The real story, not the garbage you will see on television or read in the papers, is that young Theresa cried out to someone, anyone, for mercy and aid. No one answered, "yes". The only answer she received was the cold look of death in her attackers eyes. The only story worth telling now is for us to face this pain she felt, to process it, KNOW it, think about it, all of us, so that it never happens again.

It will, of course, happen over and over every day in this nation. Can you imagine the pain and fear? Can you imagine your soul tearing in pieces? Can you imagine yourself being Theresa? Can you get there? The people we will meet for the rest of our lives need us to get there. They need us to feel what Theresa felt, at least even a small part, so that we will not wish or carry out that kind of crime upon anyone else. So that we will not harm our neighbor but will instead see a person just like Theresa, someone who is worth dying for, so that she will not have to die in our stead.

Why do we ask "Why?" We know why. We know because Theresa is just a story for the media to tell. And Steven Avery, if he is actually guilty, is just an interesting TV movie waiting to be shown. That is what we normally reduce these "stories" and the people in them to.
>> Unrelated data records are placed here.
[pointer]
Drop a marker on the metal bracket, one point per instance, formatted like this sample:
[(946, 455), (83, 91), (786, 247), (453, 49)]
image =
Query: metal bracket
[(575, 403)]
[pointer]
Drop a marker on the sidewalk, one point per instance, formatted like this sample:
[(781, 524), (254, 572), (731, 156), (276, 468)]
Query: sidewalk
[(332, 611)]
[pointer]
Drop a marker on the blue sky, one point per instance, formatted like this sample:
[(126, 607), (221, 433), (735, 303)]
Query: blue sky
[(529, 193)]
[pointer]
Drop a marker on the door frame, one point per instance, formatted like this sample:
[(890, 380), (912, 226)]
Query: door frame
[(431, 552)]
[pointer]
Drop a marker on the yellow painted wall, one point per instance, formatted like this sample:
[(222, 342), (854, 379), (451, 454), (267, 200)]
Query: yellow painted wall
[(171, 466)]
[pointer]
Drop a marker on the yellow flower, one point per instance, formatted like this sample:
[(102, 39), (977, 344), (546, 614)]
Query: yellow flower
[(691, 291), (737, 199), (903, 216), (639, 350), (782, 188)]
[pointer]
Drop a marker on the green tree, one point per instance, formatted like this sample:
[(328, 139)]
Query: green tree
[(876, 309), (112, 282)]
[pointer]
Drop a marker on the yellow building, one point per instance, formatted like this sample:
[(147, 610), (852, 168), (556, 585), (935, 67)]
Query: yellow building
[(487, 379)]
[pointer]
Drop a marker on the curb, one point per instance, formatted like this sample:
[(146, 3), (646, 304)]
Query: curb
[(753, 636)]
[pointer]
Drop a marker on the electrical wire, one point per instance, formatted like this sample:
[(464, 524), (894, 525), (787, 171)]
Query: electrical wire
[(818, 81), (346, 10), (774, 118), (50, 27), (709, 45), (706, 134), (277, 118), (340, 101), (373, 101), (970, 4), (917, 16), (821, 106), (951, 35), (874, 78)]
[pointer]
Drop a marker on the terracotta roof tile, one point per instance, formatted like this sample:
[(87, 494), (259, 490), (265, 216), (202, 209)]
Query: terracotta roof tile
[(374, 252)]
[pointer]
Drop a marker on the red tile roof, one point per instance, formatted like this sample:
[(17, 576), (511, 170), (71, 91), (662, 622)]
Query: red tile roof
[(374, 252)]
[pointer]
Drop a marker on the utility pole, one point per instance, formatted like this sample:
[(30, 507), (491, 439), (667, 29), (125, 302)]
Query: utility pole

But I can't hear the media's story above the screams in my head from a girl named Theresa Halbach.

1 comment:

Anonymous said...

Her name is Teresa. No "h."

While I agree with the title and theory of this article, anyone who knew her would appreciate that she be remembered as a person...as who she really was. Not by how she suffered in her final hour. The pain she felt, the cries she let out...those are things we try to fight our imaginations from sharing with us. We'll remember her smile. Her laugh. Her way with children, and all people. She was all heart. She was the textbook definition of a role model.